‘Pakistan’s low competitiveness dims growth prospects’
Moody’s didn’t announce any change in the country’s rating. In December last year, it reaffirmed rating of B3 negative for Pakistan that reflected its high external vulnerability, weak debt affordability, and very low global competitiveness.
KARACHI: Rating agency Moody’s on Tuesday said Pakistan’s very low global competitiveness and diminishing per capita income keep the country’s growth prospects dim.
Moody's Investors Service, in a periodic review of ratings action, said the country’s credit profile reflects its ‘moderate (+)’ economic strength, “which is underpinned by the relatively robust GDP growth potential and large scale of the economy, limited by very low per capita incomes and global competitiveness”.
Moody’s didn’t announce any change in the country’s rating. In December last year, it reaffirmed rating of B3 negative for Pakistan that reflected its high external vulnerability, weak debt affordability, and very low global competitiveness.
The credit rating agency had, however, kept the growth forecast upward at 4.7 percent for the current fiscal year compared with 2.7 to 2.8 percent projected by the International Monetary Fund and the World Bank. The country’s growth scaled back to 3.3 percent in the last fiscal year from a decade-high of 5.5 percent in the preceding fiscal year.
Other key growth obstacle, Moody’s said is very low institutional strength that takes into account very weak scores in the Worldwide Governance Indicators. Yet, greater central bank autonomy has increased monetary policy effectiveness, it added.
The central bank abandoned its soft monetary policy stance in January 2018 and since then it pushed the key benchmark interest rate up by 750 basis points to ease inflationary impact and maneuver overvalued rupee. The policy stance brought the current account deficit down. But, fiscal indiscipline is still posing a challenge to the economy with one of region’s lowest tax-to-GDP ratio.
“The government's ‘very low (-)’ fiscal strength owing to its very narrow revenue base hinders debt affordability, reduces fiscal flexibility and increases the debt burden given ongoing infrastructure spending needs and rising interest expense,” Moody’s said.
The new government, having completed one year in office, couldn’t bridge gap between revenue and expenditures despite taking several administrative and taxation measures. Fiscal deficit widened to 8.9 percent in FY2019 from 6.6 percent in FY2018.

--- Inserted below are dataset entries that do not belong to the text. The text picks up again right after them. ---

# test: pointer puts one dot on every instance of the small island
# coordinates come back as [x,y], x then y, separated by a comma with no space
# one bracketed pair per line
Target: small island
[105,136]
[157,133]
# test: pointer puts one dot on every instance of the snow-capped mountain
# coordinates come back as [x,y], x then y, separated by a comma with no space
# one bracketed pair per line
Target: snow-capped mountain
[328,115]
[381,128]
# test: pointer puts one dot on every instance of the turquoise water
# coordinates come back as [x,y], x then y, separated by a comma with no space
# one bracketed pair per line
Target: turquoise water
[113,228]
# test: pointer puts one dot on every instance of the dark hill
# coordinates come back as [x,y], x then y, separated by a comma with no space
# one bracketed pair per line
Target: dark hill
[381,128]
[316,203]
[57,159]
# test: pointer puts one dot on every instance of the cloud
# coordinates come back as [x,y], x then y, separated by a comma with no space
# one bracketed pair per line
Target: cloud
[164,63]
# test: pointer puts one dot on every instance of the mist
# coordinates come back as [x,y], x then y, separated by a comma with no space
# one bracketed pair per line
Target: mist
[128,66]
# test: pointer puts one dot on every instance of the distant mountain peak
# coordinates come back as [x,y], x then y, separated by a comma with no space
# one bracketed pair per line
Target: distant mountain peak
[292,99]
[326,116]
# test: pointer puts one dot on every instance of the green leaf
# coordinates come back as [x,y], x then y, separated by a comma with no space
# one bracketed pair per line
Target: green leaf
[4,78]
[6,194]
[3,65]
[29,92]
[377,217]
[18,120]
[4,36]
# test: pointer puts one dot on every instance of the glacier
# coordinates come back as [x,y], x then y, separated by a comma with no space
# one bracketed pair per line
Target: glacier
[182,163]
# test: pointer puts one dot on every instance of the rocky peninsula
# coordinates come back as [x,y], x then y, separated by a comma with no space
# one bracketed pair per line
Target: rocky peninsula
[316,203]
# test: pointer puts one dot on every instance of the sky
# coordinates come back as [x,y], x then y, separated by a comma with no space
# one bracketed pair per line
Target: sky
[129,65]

Tax-to-GDP ratio fell to 11.6 percent in the last fiscal year of 2018/19 from 13 percent a year earlier. Moody’s further warned that there is high susceptibility to event risk driven by heightened external vulnerability, “as external pressures continue to weigh on the country's foreign-exchange reserve adequacy, while political and government liquidity risks remain elevated in Pakistan”.